The purpose of this work was to develop and characterize chitosan-alginate beads for the extended delivery of cefpodoxime proxetil (CFP), to understand the impact of formulation and process parameters on the critical quality attributes (CQAs) using a quality-by-design approach. For this, a study was performed with various formulation and process parameters to determine their impact on CQAs of beads, which were determined to be time for 80% of the drug released (T80%), particle size, and encapsulation efficiency.
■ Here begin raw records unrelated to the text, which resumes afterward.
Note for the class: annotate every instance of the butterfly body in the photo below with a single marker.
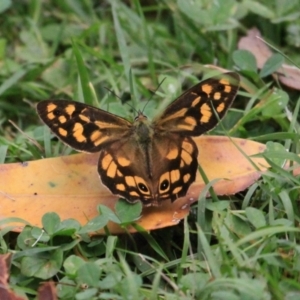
(145, 160)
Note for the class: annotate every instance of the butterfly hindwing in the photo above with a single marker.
(175, 168)
(199, 109)
(144, 160)
(83, 127)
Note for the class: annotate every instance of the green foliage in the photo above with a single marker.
(243, 247)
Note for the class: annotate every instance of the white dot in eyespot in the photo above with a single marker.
(174, 219)
(185, 206)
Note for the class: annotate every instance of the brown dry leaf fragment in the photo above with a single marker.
(256, 46)
(287, 74)
(70, 185)
(47, 291)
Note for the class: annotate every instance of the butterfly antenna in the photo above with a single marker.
(153, 94)
(121, 99)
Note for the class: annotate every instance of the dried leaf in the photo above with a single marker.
(287, 74)
(70, 185)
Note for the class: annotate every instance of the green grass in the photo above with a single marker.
(247, 246)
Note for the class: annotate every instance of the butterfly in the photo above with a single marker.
(143, 160)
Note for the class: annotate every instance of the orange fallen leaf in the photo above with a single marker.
(70, 185)
(287, 74)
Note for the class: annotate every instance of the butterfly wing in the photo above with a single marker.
(199, 109)
(83, 127)
(151, 173)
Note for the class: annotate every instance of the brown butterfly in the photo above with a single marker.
(150, 161)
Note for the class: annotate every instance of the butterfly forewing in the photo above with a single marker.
(83, 127)
(200, 108)
(143, 160)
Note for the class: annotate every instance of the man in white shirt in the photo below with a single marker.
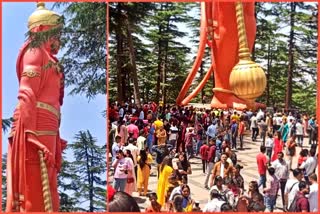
(282, 172)
(313, 194)
(254, 127)
(310, 164)
(141, 141)
(134, 151)
(299, 133)
(215, 204)
(292, 187)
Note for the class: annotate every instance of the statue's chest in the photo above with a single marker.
(54, 78)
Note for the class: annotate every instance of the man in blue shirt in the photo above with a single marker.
(211, 131)
(116, 147)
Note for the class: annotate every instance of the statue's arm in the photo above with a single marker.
(31, 74)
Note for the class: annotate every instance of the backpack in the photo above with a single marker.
(233, 158)
(293, 206)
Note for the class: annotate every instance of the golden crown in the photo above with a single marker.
(42, 16)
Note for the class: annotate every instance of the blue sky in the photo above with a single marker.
(77, 112)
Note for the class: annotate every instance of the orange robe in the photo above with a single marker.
(36, 120)
(225, 47)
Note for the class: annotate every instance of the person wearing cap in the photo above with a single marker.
(218, 186)
(271, 190)
(222, 168)
(234, 133)
(238, 177)
(292, 187)
(313, 194)
(211, 160)
(133, 129)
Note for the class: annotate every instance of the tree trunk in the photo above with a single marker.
(119, 57)
(89, 180)
(268, 73)
(160, 62)
(133, 65)
(164, 71)
(288, 100)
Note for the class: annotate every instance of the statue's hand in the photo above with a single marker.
(48, 157)
(63, 144)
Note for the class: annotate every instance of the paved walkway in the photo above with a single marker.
(246, 157)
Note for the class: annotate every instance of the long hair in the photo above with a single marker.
(167, 161)
(177, 202)
(119, 125)
(143, 158)
(123, 202)
(129, 154)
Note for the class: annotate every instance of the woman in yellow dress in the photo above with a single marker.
(144, 166)
(163, 182)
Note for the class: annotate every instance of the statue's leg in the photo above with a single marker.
(225, 49)
(35, 201)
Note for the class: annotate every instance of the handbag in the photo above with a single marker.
(130, 180)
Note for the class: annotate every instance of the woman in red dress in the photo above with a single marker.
(278, 146)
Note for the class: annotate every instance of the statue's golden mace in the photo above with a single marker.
(247, 79)
(45, 184)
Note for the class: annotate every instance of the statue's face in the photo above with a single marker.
(54, 45)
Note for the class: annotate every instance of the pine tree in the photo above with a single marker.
(89, 167)
(4, 181)
(84, 46)
(6, 123)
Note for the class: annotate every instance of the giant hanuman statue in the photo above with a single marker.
(35, 147)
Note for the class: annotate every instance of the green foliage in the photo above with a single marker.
(271, 51)
(158, 45)
(84, 47)
(87, 171)
(6, 123)
(4, 181)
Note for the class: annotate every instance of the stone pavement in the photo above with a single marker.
(246, 157)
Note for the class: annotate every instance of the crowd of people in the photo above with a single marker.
(168, 137)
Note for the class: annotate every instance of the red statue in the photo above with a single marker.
(35, 147)
(219, 30)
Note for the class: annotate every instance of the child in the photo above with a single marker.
(303, 156)
(155, 206)
(204, 150)
(269, 145)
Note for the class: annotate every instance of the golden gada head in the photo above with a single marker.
(43, 16)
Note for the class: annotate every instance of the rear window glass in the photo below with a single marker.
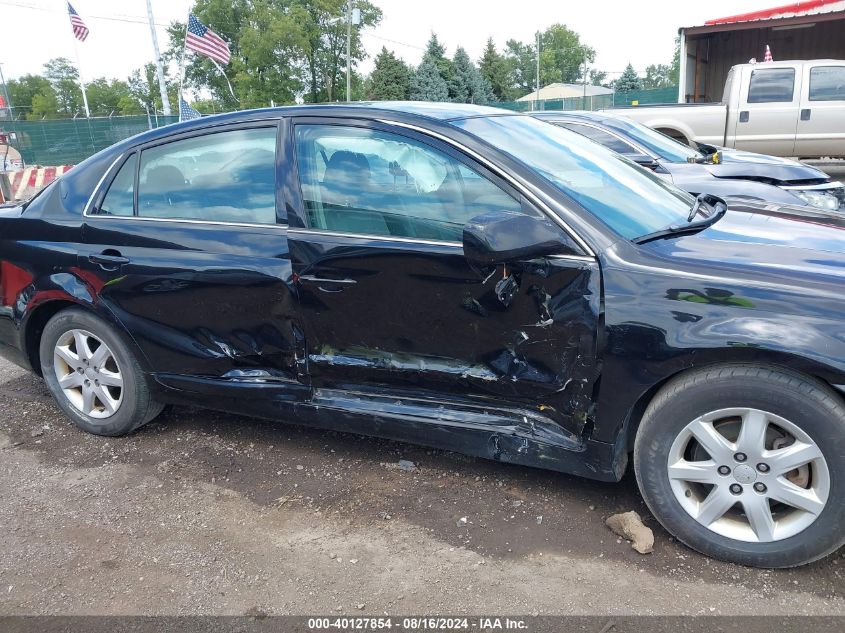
(772, 85)
(827, 83)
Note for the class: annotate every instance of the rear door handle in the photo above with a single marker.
(323, 280)
(108, 260)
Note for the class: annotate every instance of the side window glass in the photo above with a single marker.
(601, 137)
(772, 85)
(219, 177)
(120, 198)
(827, 83)
(355, 180)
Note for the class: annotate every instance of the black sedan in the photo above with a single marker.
(712, 170)
(460, 277)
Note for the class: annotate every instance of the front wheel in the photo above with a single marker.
(93, 376)
(746, 464)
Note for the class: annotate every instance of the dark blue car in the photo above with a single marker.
(456, 276)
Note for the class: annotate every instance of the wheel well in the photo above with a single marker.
(35, 328)
(635, 416)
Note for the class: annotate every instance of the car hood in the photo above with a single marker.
(737, 164)
(791, 243)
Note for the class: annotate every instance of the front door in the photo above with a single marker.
(388, 301)
(187, 249)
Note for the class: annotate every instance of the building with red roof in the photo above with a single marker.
(814, 29)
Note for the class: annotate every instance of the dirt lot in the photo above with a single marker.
(206, 513)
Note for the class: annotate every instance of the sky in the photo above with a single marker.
(621, 31)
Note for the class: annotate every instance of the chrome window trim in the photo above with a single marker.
(411, 240)
(87, 207)
(503, 175)
(634, 145)
(188, 221)
(369, 236)
(825, 186)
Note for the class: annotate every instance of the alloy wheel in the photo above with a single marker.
(748, 475)
(88, 374)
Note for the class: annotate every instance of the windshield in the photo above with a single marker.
(630, 200)
(656, 142)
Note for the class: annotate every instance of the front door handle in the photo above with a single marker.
(108, 260)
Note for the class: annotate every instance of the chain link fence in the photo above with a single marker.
(69, 141)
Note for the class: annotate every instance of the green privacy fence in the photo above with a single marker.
(597, 102)
(69, 141)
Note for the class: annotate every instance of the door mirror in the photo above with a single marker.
(643, 160)
(503, 236)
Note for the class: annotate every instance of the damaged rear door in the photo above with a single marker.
(390, 305)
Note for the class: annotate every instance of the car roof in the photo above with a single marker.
(573, 115)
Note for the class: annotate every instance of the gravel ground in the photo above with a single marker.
(206, 513)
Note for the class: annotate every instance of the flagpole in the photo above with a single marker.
(81, 80)
(182, 61)
(162, 86)
(217, 66)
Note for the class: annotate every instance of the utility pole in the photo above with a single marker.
(165, 102)
(6, 94)
(348, 50)
(537, 78)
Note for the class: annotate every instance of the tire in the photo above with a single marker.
(772, 406)
(121, 400)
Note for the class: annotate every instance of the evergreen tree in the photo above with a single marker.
(390, 79)
(628, 80)
(494, 68)
(427, 84)
(435, 52)
(463, 80)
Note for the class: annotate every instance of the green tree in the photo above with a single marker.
(598, 77)
(24, 89)
(563, 56)
(628, 80)
(64, 78)
(266, 39)
(494, 67)
(390, 79)
(110, 97)
(427, 84)
(144, 91)
(467, 85)
(522, 63)
(435, 52)
(657, 76)
(324, 26)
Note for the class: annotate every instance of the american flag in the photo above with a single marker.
(186, 112)
(768, 56)
(80, 31)
(206, 42)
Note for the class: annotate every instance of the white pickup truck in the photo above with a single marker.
(792, 108)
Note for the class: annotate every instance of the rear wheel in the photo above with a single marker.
(93, 376)
(746, 464)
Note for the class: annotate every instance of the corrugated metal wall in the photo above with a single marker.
(719, 51)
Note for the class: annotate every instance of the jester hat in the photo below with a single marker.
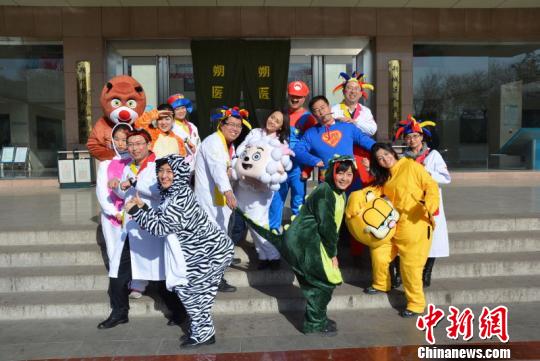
(224, 112)
(354, 77)
(411, 125)
(178, 100)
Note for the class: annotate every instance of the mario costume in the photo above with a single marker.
(300, 120)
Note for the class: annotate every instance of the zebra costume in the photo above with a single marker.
(207, 249)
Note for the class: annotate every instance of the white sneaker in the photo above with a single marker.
(135, 294)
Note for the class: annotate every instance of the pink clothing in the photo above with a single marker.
(115, 170)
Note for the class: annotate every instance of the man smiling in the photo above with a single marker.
(328, 138)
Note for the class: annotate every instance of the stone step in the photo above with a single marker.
(80, 235)
(493, 224)
(51, 255)
(85, 278)
(89, 235)
(91, 254)
(272, 299)
(494, 242)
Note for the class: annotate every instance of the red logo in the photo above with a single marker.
(494, 323)
(332, 137)
(461, 323)
(429, 321)
(490, 323)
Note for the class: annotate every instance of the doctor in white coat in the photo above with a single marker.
(213, 187)
(413, 134)
(138, 254)
(350, 110)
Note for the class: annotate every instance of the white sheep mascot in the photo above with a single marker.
(261, 159)
(260, 167)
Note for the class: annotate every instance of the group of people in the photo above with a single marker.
(170, 201)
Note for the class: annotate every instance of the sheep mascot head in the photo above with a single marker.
(264, 161)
The beads of CFP were optimized using a three-factor, three-level Box-Behnken design. A formulation comprising of 4.38% (w/v) alginate, 1.39% (w/v) chitosan and 6.82% (w/v) calcium chloride was found to fulfill requisites of an optimum formulation. In vitro release studies showed that the drug is released from the optimized formulation over a period of 24h in a sustained release manner, primarily by non-Fickian diffusion. The optimized formulation was characterized by DSC, FTIR, XRD and SEM Sepmax Dosage analysis. Antimicrobial studies revealed that the release of the drug over 24h periods was above the minimum concentration required for inhibition of microbial growth. This research highlights the level of understanding that can be accomplished through a well designed study based on the approach of QbD.

cefpodoxima 200 mg dosis 2015-02-06

A multicenter study was conducted in which the in vitro activity of cefpodoxime (the active metabolite of the prodrug ester cefpodoxime proxetil) was compared with those of cefixime, cefuroxime, cefaclor, cefadroxil, and clarithromycin against 5556 recent clinical isolates. Cefpodoxime demonstrated potent activity against members of the Enterobacteriaceae, in particular against species generally resistant to the established oral cephalosporins such as Proteus vulgaris [minimum inhibitory concentration (MIC)50, 0.12 microgram/ml], Providencia rettgeri (MIC50, 0.015 microgram/ml), and Serratia marcescens ( Optamox Duo 500 Mg Precio MIC50, 2 micrograms/ml). Cefpodoxime was very effective against the fastidious organisms most frequently associated with respiratory infections, such as Streptococcus pneumoniae (MIC90, 0.12 microgram/ml), Haemophilus influenzae (MIC90, 0.12 microgram/ml), and Moraxella catarrhalis (MIC90, 1 microgram/ml). In contrast to other orally administrated third-generation cephalosporins (cefixime or ceftibuten), cefpodoxime demonstrated reasonable activity against oxacillin-susceptible staphylococci, with MIC50 ranging from 1 to 2 micrograms/ml. All cephalosporins tested demonstrated poor activity against Pseudomonas spp., Xanthomonas spp., Enterococcus spp., and oxacillin-resistant staphylococci. Cefpodoxime had the widest spectrum of activity of all tested oral cephalosporins.

cefpodoxima suspension dosis 2017-06-08

This review analyzes the pharmacokinetics of new oral cephalosporins, including esters, non-esters, and the carbacephem loracarbef, in healthy volunteers, as described in the literature and evaluated in several studies of our own. Single-dose studies have demonstrated considerable pharmacokinetic differences among these compounds. Cefixime, cefpodoxime proxetil, and cefetamet pivoxil are characterized Keflex 500mg Capsule by a low peak concentration and a prolonged half-life, while the other new agents have higher peak levels and shorter half-lives. Except for cefixime, the new oral cephalosporins are eliminated mainly by the kidneys. Pharmacokinetic studies in the elderly and in children indicate that the bioavailability of these agents is not influenced by age. Food increases the bioavailability of the ester cephalosporins but does not affect the absorption kinetics of the other new drugs.